Your podcast has just made its debut on the New and Worthy section in iTunes. The good news? It’s now visible to literally millions of people, giving you the chance to start growing your audience and getting a huge following.
The bad news? iTunes only gives you only 8 weeks to make a stellar impression and live up to the title of being New and Worthy. After that, its algorithm will now decide whether to keep your podcast still in their list, bump it down, or take it off completely.
Just like Google or any other search engines, iTunes uses an algorithm that determines the ranking of the different podcasts they feature in the New and Worthy section as well as the What’s Hot section. This algorithm looks into different aspects about your podcast throughout the entire 8-week period they give you. These include things like:
While the exact weight given by iTunes to podcast ratings and reviews given may be top secret, one thing is for certain: podcast reviews are essential to help grow your podcast audience, whether they are good or bad.
Because ratings and reviews have a strong influence when it comes to getting people to choose which podcast they listen to.
In a study done by Cisco Systems on consumer shopping behavior, they discovered that 52% of the respondents to the survey say that they base their decision on the reviews and ratings they have read online.
Getting quality podcast reviews from your audience is also very important if you’re just starting out and nobody has heard about you, let alone your podcast. According to a research conducted by Northwestern University, “reviews matter when the likelihood of a consumer purchasing a product is inherently low…especially true when a brand or product is relatively unknown, or when the product is completely new in an existing category.”
One of the secrets of Nick Loper, owner of the podcast The Side Hustle Show, is that he waits until he’s got 4 edited episodes before he uploads them onto his podcast in iTunes.
Doing this allows you to achieve two things. First, it gives your target audience more options and increasing the chances of them finding something that will peak their interest.

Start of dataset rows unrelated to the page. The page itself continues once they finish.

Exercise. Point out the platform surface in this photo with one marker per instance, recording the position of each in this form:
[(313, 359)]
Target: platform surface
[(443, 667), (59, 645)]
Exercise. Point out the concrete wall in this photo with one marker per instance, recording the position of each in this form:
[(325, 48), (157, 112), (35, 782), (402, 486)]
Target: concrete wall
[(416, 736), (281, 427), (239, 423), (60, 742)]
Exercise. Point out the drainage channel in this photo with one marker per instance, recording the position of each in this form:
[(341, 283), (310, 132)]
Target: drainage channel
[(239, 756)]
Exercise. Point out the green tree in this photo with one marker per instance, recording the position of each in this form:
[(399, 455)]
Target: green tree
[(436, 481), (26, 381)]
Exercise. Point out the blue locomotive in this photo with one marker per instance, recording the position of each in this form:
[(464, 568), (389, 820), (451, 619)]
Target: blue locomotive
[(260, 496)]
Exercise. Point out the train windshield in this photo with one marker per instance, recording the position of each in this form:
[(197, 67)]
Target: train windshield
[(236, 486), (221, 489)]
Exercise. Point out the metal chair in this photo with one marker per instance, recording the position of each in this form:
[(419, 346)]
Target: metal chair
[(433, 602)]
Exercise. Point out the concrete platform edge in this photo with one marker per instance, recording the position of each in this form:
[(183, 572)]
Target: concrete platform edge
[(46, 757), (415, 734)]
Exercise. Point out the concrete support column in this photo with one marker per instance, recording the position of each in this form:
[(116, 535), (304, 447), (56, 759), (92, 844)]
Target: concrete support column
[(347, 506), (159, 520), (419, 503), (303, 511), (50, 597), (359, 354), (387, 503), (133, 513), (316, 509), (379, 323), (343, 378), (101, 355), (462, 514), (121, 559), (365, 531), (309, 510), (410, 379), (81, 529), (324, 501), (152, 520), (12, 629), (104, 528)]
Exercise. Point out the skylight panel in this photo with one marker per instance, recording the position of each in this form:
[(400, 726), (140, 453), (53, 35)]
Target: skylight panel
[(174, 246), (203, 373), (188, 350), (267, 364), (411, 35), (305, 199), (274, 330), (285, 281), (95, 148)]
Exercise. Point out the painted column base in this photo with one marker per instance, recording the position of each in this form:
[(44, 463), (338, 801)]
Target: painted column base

Second, having more episodes of your podcast means that you increase the number of downloads happening in your podcast. This is something that the iTunes ranking algorithm really likes so this will work in helping to keep your podcast more visible.
People that subscribe to your blog’s email list do so because they see the value of the content that you give them. Take advantage of this loyalty and following by announcing to them beforehand that you are launching a podcast over in iTunes. Follow this up with another email telling them that the podcast is live, and include a link where they can leave a review.
Adding the link in your email that directs email list subscribers to where they can leave their podcast reviews is important. The easier it is for them to do something that you request, the more likely they would follow through.
That’s right! There’s absolutely nothing wrong about asking people in your network to listen and leave a podcast review. Just as long as you do it the right way.
By the right way, that simply means that you will need to email them personally letting them know that you’ve just launched a podcast and ask them for a review. Again, make sure that you include the link that would direct them where they can leave their podcast review so that it would make the task easier.
Just with blog posts, make it a point to include a call-to-action (CTA) snippet at the end of your podcast script and Show Notes encouraging them to leave a review for your podcast. Be sure to include relevant links in your Show Notes to make things easier for them. After all, you won’t get something unless you ask.
Often called the Pay-It-Forward method, this is one of the favorite ways podcasters are able to get podcast reviews.
This is how it works: first, go through the different podcast and select those that are either within your niche or working in a niche related to yours. Actively listen to a few of their episodes and leave a quality podcast review. Then send an email directly to the podcaster letting them know that you’ve just left them a podcast review and politely request if they can do the same in your podcast.
In addition to getting podcast reviews, this method can also help you start building relationships with other podcasters within your niche or in related niches. This can open doors for collaborations, interviews, and other projects with them that would benefit both your business and theirs later on.
Getting podcast reviews is only half of the battle. The kind of reviews you get is just as important—if not, more important—as the number of podcast reviews you can collect. You may have 100 reviews posted, but if all of the reviews that are left are not good, then this could even hurt the ranking of your podcast even more.
Remember, at the end of the day, providing your audience with quality content in your podcast episodes and connecting with your listeners should be the number one goal. These 5 ways to get podcast reviews will help you get things started. But, the quality of the content that you put out, and your ability to connect with your audience and build a following will keep the good podcast reviews coming.